In 1968 I was in kindergarten in Staten Island, NY at P.S. 8 It was quite a tumultuous first year of school for me. I was out of school more than I was in. No, I wasn’t an attendance problem – God forbid! But 1968 brought with it some very unsettling perspectives that disrupted the status quo.
For me, personally, I started my school career at P.S. 8 in Staten Island but by the first few weeks of school 60,000 New York City public school teachers went on strike! As a result, about 1/5 of the school year’s instructional time was lost and more than 1 million children, like me, were affected.
Why did 60,000 teachers walk out of their classrooms in the Fall o f 1968? It was a response to a new “community control” effort to segregate previously desegregated schools in Brooklyn and beyond. It was a response to racism. Teachers who refused to go along were fired, and then the union in an effort to protect teachers encouraged a strike. Teachers from each of the boroughs of New York City walked out for 36 days in the Fall of 1968.

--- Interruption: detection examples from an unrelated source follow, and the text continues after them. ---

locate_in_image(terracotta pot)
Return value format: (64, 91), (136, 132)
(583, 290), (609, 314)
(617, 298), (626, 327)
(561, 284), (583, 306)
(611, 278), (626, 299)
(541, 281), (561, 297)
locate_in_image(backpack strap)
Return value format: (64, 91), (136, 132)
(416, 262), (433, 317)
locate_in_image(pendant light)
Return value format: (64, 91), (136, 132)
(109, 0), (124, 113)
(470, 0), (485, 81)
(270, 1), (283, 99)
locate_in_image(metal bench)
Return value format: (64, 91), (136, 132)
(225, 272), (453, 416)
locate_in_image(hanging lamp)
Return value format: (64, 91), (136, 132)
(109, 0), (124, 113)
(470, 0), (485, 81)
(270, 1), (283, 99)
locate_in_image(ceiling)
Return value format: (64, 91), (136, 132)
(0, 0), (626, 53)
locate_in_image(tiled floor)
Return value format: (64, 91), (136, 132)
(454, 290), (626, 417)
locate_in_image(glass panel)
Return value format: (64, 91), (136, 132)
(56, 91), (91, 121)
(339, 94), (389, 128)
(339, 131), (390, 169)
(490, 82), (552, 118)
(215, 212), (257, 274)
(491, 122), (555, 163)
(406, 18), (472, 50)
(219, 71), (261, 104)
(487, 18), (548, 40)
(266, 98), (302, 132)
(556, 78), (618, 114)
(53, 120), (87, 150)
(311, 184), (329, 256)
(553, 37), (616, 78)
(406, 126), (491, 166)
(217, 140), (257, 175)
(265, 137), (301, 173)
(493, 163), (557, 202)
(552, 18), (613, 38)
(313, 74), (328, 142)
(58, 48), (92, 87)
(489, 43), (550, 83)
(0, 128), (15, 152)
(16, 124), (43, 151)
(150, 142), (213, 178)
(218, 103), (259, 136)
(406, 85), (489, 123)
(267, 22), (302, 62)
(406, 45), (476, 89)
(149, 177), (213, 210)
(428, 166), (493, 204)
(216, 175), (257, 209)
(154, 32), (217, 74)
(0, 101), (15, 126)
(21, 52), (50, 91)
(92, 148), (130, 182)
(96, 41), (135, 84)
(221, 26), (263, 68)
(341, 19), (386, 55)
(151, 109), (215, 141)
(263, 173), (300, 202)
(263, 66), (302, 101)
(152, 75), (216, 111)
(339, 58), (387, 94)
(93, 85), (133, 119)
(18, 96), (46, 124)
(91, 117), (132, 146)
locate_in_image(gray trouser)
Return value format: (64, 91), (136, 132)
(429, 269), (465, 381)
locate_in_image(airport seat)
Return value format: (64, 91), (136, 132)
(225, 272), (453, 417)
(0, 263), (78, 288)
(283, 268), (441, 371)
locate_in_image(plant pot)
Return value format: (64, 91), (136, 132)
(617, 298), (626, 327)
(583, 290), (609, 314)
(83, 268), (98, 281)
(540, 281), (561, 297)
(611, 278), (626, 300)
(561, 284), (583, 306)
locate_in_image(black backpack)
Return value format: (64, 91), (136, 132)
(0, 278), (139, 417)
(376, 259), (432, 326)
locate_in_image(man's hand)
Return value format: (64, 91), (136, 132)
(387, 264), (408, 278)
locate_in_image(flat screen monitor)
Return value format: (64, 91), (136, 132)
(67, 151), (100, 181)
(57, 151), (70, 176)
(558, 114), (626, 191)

I have no memory of attending P.S. 8 while in kindergarten because of this strike. After the strike was over, I got the chicken pox and missed more school. Then we moved and I attended a different school the second half of my kindergarten year (P.S. 42).
Is there a difference between the teacher walk outs in 2018 and those that occurred 50 years ago?
Yes, and no.
In 1968 teachers walked out in support of others – not in their own districts – who were discriminated against. They spoke up for those who couldn’t speak for themselves. In 2018 teachers are walking out in support of themselves. They have found their own voices! The injustice and inequity still exists and there is a disparate difference between those districts/states that receive robust funding and those that do not. We’ve waited quietly, although often quietly grumbling under our breaths, for society to recognize the value of an education. Waiting has not woken anybody up! But walk-outs have.
Yes, parents and taxpayers are upset that teachers have walked out of their classrooms. There is a real concern that instructional time is being lost. Students may fall behind due to these walk-outs; as they did in 1968. But change does not happen in quiet desperation. Change happens with loud and persistent voices.
For years I’ve written about being a voice for teachers who couldn’t speak. I’ve said that often teachers feel their voices have either been squelched or strangled. It was less of “Shh” with a polite finger to the lips of our oppressors and more of a gag with our contracts stuffed in our mouths.
No more. And yes, teachers are no longer gagged and bound. They are loose!
When you support teachers, you support your children’s education. The two are not mutually exclusive.
I may have missed much of my kindergarten year in 1968, but I am no worse for wear. I am stronger knowing my teachers stood up for what they believed and to this day point to them as models of advocacy and social justice.